View Single Post
Old 05-02-2010, 09:52 AM
Gareth Gareth is offline
Motorized Bicycle Elite Member
Join Date: Dec 2009
Location: Floriduh
Posts: 125
Default Re: A Cops perspective....

Back somewhat on topic...

In general, there are far more "good" cops than bad. The bad usually fall into two categories IMHO.

First are the young and gun ho...really not much to be done, they will mellow and learn their priorities.

Then there are the true a-holes.

The career of law enforcement is not immune to the small percentage of A-holes who comprise the general make up of society. In fact, the thrill of power may very well attract such like moths to a flame.

Fortunately, most will not make it through the hiring process and have the fortitude to actually achieve their goal. If they do achieve such status, they will likely find few friends amongst their peers.

There are, of course, exceptions. Attitudes and priorities tend to trickle down in any group or business, and the police are also not immune to the influence good or bad of leadership. Good leadership goes a long way towards professionalism.

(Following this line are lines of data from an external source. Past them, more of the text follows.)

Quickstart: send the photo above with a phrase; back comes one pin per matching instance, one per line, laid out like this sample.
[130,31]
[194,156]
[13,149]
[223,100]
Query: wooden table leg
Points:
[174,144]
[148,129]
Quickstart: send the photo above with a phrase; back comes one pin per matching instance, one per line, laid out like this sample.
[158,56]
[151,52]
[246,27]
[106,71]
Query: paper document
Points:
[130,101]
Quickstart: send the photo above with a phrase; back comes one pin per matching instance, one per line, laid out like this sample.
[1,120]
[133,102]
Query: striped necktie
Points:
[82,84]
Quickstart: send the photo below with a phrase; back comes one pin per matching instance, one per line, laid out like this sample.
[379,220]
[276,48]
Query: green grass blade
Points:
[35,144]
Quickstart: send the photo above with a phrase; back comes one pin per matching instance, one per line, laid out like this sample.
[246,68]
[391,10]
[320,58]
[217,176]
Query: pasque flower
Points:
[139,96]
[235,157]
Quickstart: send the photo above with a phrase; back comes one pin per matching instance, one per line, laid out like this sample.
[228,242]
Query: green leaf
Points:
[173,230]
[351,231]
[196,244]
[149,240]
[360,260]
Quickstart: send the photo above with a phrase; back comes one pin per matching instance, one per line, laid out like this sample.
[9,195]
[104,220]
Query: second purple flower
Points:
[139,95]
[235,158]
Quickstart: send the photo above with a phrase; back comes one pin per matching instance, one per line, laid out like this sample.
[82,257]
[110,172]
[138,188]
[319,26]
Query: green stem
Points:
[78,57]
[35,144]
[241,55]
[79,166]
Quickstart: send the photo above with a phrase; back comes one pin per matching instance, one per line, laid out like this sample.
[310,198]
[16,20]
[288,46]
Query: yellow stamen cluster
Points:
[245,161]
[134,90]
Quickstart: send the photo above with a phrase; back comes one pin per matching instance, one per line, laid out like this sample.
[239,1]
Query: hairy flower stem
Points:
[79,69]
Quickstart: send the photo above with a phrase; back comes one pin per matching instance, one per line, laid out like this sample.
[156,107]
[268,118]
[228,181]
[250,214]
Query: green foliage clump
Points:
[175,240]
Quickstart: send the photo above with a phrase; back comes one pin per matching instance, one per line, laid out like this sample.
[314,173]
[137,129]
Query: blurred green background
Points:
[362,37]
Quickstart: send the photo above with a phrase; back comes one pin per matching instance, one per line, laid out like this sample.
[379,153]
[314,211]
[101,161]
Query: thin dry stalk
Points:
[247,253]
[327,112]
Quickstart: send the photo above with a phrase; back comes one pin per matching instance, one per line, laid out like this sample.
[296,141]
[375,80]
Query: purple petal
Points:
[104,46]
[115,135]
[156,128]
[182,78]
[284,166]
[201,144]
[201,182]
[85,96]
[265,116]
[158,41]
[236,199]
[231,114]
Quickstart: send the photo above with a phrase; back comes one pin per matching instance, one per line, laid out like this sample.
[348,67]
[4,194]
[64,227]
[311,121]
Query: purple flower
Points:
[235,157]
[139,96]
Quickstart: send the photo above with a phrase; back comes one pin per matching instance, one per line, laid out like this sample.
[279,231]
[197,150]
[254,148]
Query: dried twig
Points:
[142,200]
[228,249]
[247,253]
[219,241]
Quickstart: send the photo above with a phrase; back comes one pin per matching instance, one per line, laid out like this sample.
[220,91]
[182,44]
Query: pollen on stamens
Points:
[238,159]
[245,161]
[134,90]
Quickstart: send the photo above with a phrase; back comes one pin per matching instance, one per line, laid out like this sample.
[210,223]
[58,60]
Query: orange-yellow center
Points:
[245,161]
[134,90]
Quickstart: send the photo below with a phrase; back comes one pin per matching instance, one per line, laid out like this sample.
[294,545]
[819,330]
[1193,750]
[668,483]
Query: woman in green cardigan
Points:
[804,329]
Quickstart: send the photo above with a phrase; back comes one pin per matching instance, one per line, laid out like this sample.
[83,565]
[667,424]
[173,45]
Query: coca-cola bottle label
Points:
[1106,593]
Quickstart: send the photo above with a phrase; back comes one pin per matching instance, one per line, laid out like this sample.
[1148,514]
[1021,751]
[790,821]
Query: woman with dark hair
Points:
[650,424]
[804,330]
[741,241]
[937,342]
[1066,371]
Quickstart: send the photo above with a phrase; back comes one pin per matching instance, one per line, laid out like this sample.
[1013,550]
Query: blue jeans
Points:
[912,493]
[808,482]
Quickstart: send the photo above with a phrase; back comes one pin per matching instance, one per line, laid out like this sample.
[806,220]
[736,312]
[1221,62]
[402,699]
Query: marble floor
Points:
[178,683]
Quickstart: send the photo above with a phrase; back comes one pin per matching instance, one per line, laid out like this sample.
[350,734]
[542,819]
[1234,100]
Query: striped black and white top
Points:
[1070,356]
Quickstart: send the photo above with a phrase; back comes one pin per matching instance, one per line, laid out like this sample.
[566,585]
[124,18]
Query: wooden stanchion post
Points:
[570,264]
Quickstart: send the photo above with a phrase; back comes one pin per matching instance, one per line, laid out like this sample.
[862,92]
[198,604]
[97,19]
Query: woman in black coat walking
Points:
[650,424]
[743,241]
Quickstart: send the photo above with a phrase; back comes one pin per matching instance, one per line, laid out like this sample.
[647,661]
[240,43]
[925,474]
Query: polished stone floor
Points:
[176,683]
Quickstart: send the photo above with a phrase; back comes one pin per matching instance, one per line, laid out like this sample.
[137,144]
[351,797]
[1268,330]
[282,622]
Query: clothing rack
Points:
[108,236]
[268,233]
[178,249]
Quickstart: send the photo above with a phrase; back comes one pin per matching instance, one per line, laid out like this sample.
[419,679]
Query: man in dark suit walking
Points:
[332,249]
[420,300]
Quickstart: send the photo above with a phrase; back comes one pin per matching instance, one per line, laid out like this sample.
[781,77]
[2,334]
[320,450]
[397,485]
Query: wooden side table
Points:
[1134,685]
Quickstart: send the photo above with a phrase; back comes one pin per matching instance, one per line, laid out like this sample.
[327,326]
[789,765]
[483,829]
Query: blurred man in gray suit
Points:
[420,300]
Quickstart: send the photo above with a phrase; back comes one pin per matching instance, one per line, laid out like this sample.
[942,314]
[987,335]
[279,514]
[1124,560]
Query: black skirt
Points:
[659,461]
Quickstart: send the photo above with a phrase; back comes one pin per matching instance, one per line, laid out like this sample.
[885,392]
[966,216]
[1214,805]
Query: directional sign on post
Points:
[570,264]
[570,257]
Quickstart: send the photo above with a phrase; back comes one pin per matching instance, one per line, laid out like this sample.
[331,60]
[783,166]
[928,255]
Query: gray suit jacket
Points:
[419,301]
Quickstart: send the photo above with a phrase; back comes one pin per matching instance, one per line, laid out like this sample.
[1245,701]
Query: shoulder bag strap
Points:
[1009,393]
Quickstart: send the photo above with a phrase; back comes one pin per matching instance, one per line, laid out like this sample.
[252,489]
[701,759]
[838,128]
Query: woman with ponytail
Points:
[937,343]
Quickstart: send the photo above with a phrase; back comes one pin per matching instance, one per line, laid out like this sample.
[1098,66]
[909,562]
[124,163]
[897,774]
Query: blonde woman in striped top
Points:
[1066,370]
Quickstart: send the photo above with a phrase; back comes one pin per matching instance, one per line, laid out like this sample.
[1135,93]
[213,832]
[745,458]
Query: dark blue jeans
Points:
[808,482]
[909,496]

Professionalism goes a long ways towards public perception.

In the end, one must try and remember that the person standing there with the glock on his hip and shiny badge on his chest is only human with all of our fallibilities. He is tasked with enforcing the laws, which we as society have allowed to be passed. He did not create the laws, and unless he is one of the small percentage of truly bad officers he is likely not violating them.

Your attitude during the encounter will likely influence his attitude. There are places to argue the validity of the laws, and process to change the laws. The edge of the road is not the time or place for either.

Of course, if and when you do encounter a "bad" cop, it is extremely important to stay composed. Be the bigger man than the leering jackhole in front of you. He has the power to make your life ****...which is what leads to resentment against police in general. One bad encounter can leave a sour taste which takes years to fade in memory.

The phrase you may beat the charge, but you can't beat the quite true. After you spend a few hours at a police station, then pay for your impound and storage fee's...which you can never recover, you tend to not forget. Sure, the confidence that you had done nothing wrong, and the smugness in which you pushed his buttons right back might have felt good at the time....but it's a game he will ultimately win.